Like all the best rock chronologies, Anyway, Anyhow, Anywhere is obviously a labour of love. Neill and Kent might have glanced at previous Who diaries but, trusting nothing and no-one, they started from scratch, researching and confirming everything for themselves to build up a massive (12”x12”) and relentlessly accurate 304-page dossier that recounts everything of note in The Who’s career, from their initial stirrings as The Detours to the death of Keith Moon. Along the way they’ve unearthed a wealth of previously unrecorded trivia, like details of The Detours 1963 demo sessions, Keith’s first serious band (Mark Twain & The Strangers) and information gleaned from early booking agent Bob Druce’s personal diaries.
The Who worked their butts off in the sixties, clocking up anywhere between 250 and 300 gigs a year in 1965 and 1966 alone. They did this because they needed the money, not least to fund their notoriously laissez-faire attitude towards equipment maintenance, and it turned them into a well-drilled fighting machine capable of taking on the world. Chronicle leads the reader through all this, year by year, day by day, and many of the precisely captioned photographs are either seen here for the first time or so rare that it feels like that.
Opening with prefaces by both Roger Daltrey and The Who’s early co-manager Chris Stamp, each year in Chronicle is introduced by an overview of the Who’s career and place in the scheme of all things rock and pop. In some respects it does tend to replicate information previously included in The Who Concert Files (Omnibus, 1997) by Joe McMichael & Jack Lyons, though I’m assured by the authors that mistakes in the Concert book have been rectified here. The only other quibble I have is that in placing text over artwork, the designers have occasionally rendered paragraphs quite difficult to read.
But these are minor complaints in what will doubtless stand for all time as the definitive record of Shepherds Bush’s finest.
Who I Am
As you might expect, Who I Am, Pete Townshend’s autobiography was a book I had been anticipating keenly, but came away from strangely dissatisfied. I bought it within a week of its publication in 2013 on Amazon for, I think, a fiver which puzzled me as it was a hardback with an rrp of £20, so the sudden reduction in price was an omen that something wasn’t quite right about it.

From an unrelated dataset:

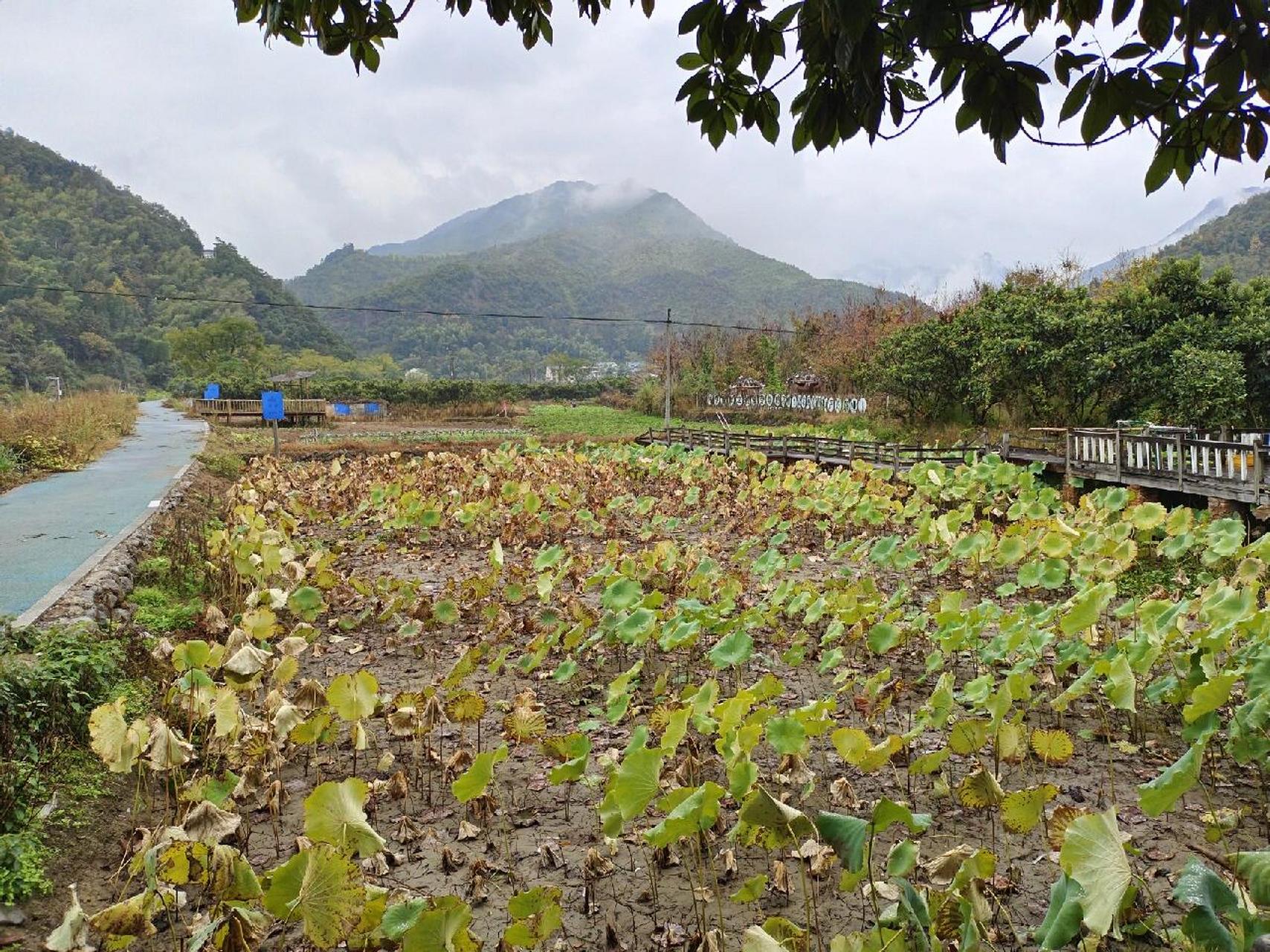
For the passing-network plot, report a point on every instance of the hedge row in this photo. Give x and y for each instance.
(422, 393)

Well, it’s OK, but not as great as I had hoped and certainly not as great as Life, Keith Richards’ fantastic ghost-written book that came out in 2011. I suspect the reason for my disappointment with Pete’s book can be put down to editing for it seemed to me as if someone had hacked away at it clumsily, and in so doing lost passages about The Who’s early career, skewed the chronology here and there and diminished its literary quotient. We all know that Pete is amongst the most literate of rock stars but only occasionally is this apparent in Who I Am.
On a more prosaic level, I was disappointed that more attention was paid to the acquisition of boats than his feelings about Keith Moon and John Enwistle; similarly there was far more about Iron Man than any of the Who’s ground-breaking albums of the sixties and seventies; and although his publishers may have requested Pete ‘sex it up’, a disproportionate amount of space is given over to the romancing of numerous women, all of whom are young and beautiful of course. There was plenty of confessional stuff – drink & drugs – and although I had an inkling about it I was shocked to learn the full extent of John’s pitiful financial situation which led to The Who touring again in the new millennium. Thankfully, the child porn business is dealt with honestly and kicked into touch once and for all.
Overall, though, there’s a sense of the poor misunderstood rock star about the book and though PT’s life has certainly been one far less ordinary than most, I was hoping for a book that was extraordinary. Unfortunately it wasn’t.